Late last night, PC Magazine's Craig Ellison, our friendly neighborhood GPS guru, got his hands on a Nuvi 350 (with SiRFStarIII) (more photos here) that's been preloaded with US data. For those of you that know the Nuvi 350, you also know you can't buy it preloaded with US maps (yet). He's writing up his review now for PCMag.com, but let it suffice to say, he's very pleased with its performance.

It's important to note that you can only buy the Nuvi 350 preloaded with European maps (sporting either regional maps only, in the Nuvi 300, or all of Western Europe, in the Nuvi 350). But as of yet, a US version is not available, but if you buy the Euro version, you can load it yourself with US maps (with a City Navigator North America SD card). And that's exactly what Garmin did for the testing version that Craig has in his hands.
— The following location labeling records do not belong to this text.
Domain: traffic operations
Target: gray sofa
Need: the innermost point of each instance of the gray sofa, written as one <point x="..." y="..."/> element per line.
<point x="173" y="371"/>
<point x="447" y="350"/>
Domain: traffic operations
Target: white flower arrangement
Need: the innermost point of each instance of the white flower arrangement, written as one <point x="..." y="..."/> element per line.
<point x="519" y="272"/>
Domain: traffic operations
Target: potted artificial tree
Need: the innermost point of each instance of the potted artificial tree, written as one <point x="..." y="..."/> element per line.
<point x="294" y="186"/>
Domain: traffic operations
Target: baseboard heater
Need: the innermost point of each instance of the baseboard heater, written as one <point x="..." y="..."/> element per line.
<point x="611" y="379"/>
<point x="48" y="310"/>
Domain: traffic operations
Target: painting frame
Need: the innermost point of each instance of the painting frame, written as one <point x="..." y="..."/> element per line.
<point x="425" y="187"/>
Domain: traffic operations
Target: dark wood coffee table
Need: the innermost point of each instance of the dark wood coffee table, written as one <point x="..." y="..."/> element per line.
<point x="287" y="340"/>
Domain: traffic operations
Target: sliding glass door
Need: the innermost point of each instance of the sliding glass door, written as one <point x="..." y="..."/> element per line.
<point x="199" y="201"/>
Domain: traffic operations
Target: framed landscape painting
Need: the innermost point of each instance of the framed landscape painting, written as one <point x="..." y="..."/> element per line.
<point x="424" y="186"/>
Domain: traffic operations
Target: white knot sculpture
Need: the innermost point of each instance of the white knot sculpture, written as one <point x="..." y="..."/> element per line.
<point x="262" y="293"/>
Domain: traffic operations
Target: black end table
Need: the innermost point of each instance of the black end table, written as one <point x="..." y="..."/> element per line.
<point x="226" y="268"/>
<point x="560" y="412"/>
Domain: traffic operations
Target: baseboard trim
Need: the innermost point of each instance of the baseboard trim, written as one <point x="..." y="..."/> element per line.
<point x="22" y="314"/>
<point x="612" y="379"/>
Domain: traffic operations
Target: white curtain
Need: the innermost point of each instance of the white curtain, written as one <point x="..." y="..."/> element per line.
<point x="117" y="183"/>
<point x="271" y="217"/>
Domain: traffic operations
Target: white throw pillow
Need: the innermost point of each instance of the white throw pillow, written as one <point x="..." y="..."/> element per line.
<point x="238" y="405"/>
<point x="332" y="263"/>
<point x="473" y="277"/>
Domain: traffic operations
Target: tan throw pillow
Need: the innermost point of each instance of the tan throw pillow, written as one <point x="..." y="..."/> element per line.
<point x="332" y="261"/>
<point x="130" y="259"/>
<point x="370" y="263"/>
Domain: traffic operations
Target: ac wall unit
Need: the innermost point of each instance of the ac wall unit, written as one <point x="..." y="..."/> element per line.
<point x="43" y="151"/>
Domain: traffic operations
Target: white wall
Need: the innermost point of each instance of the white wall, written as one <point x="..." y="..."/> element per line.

As we already know, the Nuvi 350 is packed with an A/C charger and approximately 1 GB of internal memory for storage of supplemental maps, MP3s, and audio books. With the optional language pack, the Nuvi 350 can speak nine languages. Due to budget constraints, we had to let our linguistics department go here at GearLog, so we were only able to test the English and the German (we have a German lab guy, so there).

Considering how lazy we are here at GearLog.com, we don't want to manually load US maps into a European Nuvi 350. (We'd rather spend our time whinging about the video iPod and the OQO Model 01+ mini-PC.) So, we're avidly awaiting an announcement from Garmin about the US Nuvi (more photos here), that we're told, will be made soon. Real soon. (Wink. Wink. Nudge. Nudge.)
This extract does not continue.